Well, it's obviously put the spotlight on this kind of modern mass produced food industry. Prior to this, a lot of people have not really thought further than the issue of battery hens alone. So I think it has raised many important subjects, yes.

How do you feel about the other issues in the trial, apart from the animals - the employment, the environment?

I think McDonalds is responsible for changing the face of Britain.
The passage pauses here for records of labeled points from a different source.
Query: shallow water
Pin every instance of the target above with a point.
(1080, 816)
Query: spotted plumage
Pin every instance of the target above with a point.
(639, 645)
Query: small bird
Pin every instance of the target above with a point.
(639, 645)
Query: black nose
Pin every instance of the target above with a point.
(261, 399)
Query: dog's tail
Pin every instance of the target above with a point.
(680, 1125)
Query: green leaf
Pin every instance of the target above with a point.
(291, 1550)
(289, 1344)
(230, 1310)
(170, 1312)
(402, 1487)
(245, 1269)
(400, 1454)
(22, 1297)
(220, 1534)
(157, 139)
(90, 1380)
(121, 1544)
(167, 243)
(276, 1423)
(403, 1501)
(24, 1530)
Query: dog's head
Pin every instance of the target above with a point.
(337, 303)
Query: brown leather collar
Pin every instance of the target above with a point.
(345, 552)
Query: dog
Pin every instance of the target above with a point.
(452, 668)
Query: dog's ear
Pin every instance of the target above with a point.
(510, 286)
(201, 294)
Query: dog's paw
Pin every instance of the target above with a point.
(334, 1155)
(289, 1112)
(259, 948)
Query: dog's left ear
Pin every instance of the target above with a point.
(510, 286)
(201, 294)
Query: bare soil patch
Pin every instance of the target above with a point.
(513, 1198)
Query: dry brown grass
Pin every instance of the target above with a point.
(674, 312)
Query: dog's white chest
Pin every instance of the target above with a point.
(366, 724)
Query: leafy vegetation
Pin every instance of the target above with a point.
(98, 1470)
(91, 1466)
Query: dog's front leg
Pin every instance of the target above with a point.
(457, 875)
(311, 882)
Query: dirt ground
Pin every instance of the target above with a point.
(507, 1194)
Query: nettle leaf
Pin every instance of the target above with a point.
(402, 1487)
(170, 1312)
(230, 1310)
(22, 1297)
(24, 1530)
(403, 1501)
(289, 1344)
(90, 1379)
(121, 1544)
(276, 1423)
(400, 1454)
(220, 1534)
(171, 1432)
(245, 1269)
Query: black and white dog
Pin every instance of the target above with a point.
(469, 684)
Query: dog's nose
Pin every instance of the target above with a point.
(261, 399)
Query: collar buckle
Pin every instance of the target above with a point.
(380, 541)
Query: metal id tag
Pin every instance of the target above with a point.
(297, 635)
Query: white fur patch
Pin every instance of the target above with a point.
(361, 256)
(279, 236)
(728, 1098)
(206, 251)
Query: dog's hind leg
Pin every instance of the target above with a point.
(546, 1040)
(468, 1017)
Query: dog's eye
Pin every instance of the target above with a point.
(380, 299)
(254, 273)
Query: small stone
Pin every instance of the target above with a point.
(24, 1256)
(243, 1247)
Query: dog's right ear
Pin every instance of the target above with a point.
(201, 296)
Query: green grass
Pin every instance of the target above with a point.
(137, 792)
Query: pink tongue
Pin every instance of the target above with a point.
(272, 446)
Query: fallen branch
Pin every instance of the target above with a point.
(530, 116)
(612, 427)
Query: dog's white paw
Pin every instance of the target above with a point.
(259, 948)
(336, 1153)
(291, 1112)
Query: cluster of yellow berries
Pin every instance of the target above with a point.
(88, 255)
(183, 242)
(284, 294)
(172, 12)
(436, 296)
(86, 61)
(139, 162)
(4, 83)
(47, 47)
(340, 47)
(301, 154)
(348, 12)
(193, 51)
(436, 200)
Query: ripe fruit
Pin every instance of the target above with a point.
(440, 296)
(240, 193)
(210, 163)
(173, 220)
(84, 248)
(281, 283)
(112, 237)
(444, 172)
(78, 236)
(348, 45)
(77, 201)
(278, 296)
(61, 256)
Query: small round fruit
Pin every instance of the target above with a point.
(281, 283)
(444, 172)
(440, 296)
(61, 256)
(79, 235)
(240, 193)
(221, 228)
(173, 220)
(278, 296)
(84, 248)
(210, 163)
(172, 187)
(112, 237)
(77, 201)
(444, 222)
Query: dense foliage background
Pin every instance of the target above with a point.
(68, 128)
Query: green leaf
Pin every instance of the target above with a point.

We have them turning up everywhere, and I think it's a very regressive step. So I feel that, although my main concern is for the animals, it's good to bring all of the issues into the public's eye. I think that new McDonald's would have continued to proliferate had this case not happened and I think this case may have brought that to a standstill.


I think McDonalds is responsible for changing the face of Britain. We have them turning up everywhere, and I think it's a very regressive step

So how did you get on with Helen and Dave, what did you think of them as people?

Helen and Dave as people? Well I think they're great! They're very different from each other but I think they compliment each other and I think they've got great courage and great intelligence. I think that McDonalds clearly had no idea what they were letting themselves in for and are probably regretting the whole thing bitterly.

Do you think that anybody else could have done it except Helen and Dave?

We'll never know but I think that it's been very fortunate that the Two have been brave enough to take this on, and as I say I think McDonalds will be very sorry about it indeed.